Assessment of snow model uncertainty in relation to the effect of a 1 °C warming using the snow modelling framework openAMUNDSEN

Abstract. Novel climate model data at the kilometer-scale, innovative downscaling techniques, sophisticated snow modelling frameworks and increasing computational capacities are among the elements that currently pave the way for a new phase in high resolution and physically based climate impact studies for the snow hydrology of mountain regions with complex topography. However, while the assessment of climate model uncertainty is well established, the uncertainty originating from the selection of the snow model usually only receives little attention. To investigate the uncertainty induced by the selection of the snow model configuration, we simulate the seasonal snow cover in the complex mountain area of the Berchtesgaden National Park mountains (Germany) under historical conditions (10/2013–09/2023) and for a 10-year period characterized by a 1 °C warming, using a large number of openAMUNDSEN snow model configurations (n = 108) with degree-day as well as physically based snowmelt methods and varying land cover maps and spatial resolutions.
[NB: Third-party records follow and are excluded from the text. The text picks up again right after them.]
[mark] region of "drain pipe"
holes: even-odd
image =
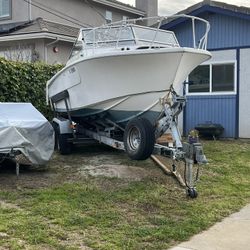
[[[53,45],[53,44],[55,44],[55,43],[57,43],[57,42],[59,42],[60,41],[60,39],[59,39],[59,37],[57,37],[56,39],[55,39],[55,41],[52,41],[52,42],[50,42],[50,43],[47,43],[47,44],[45,44],[45,46],[44,46],[44,48],[45,48],[45,51],[44,51],[44,61],[46,62],[46,63],[48,63],[48,47],[49,46],[51,46],[51,45]]]
[[[28,12],[29,12],[29,22],[32,21],[32,16],[31,16],[31,0],[28,2]]]

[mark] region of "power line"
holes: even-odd
[[[71,23],[73,23],[73,24],[76,24],[76,25],[78,25],[78,26],[81,26],[81,27],[82,27],[82,26],[86,26],[86,25],[87,25],[87,26],[89,26],[89,27],[92,27],[90,24],[81,23],[80,20],[75,19],[75,18],[73,18],[73,17],[71,17],[71,16],[68,16],[67,14],[65,14],[65,13],[63,13],[63,12],[54,10],[54,9],[52,9],[52,8],[49,8],[48,6],[45,6],[45,5],[40,4],[40,3],[37,3],[37,2],[34,3],[34,0],[31,1],[31,2],[30,2],[29,0],[23,0],[23,1],[26,2],[26,3],[28,3],[28,4],[31,4],[31,5],[33,5],[33,6],[35,6],[35,7],[37,7],[37,8],[40,9],[40,10],[43,10],[43,11],[45,11],[45,12],[48,12],[48,13],[54,15],[54,16],[57,16],[57,17],[59,17],[59,18],[61,18],[61,19],[64,19],[64,20],[66,20],[66,21],[68,21],[68,22],[71,22]],[[41,6],[39,6],[39,5],[41,5]],[[59,14],[57,14],[57,13],[59,13]],[[63,16],[62,16],[62,15],[63,15]],[[69,17],[69,18],[72,19],[72,20],[70,20],[70,19],[68,19],[68,18],[65,18],[65,16]],[[75,20],[75,21],[73,21],[73,20]]]
[[[93,4],[91,4],[88,0],[85,0],[85,3],[88,4],[89,7],[92,8],[97,14],[99,14],[99,16],[106,20],[106,17],[100,11],[98,11],[97,8],[93,6]]]

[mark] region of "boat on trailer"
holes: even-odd
[[[174,18],[191,20],[192,47],[181,47],[172,31],[160,29]],[[210,26],[188,15],[155,20],[155,27],[140,25],[140,18],[80,29],[69,61],[46,88],[62,153],[84,134],[143,160],[162,152],[155,141],[170,129],[175,147],[166,151],[184,158],[177,126],[185,105],[181,92],[188,74],[211,57]],[[199,37],[197,26],[204,26]]]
The analysis of the resulting snow cover durations and snow disappearance days suggests that differences showing up depending on the selected snowmelt method, land cover map and spatial resolution can be in the same range as the impact of a 1 °C warming, whereby uncertainties in the results are pronounced in the forest covered areas and in the high elevations of the study area. Our results support the identification of critical snow model settings that need to be considered, in particular, when using energy balance instead of degree-day snow models to investigate climate change impacts on the snow hydrology in complex mountain terrain.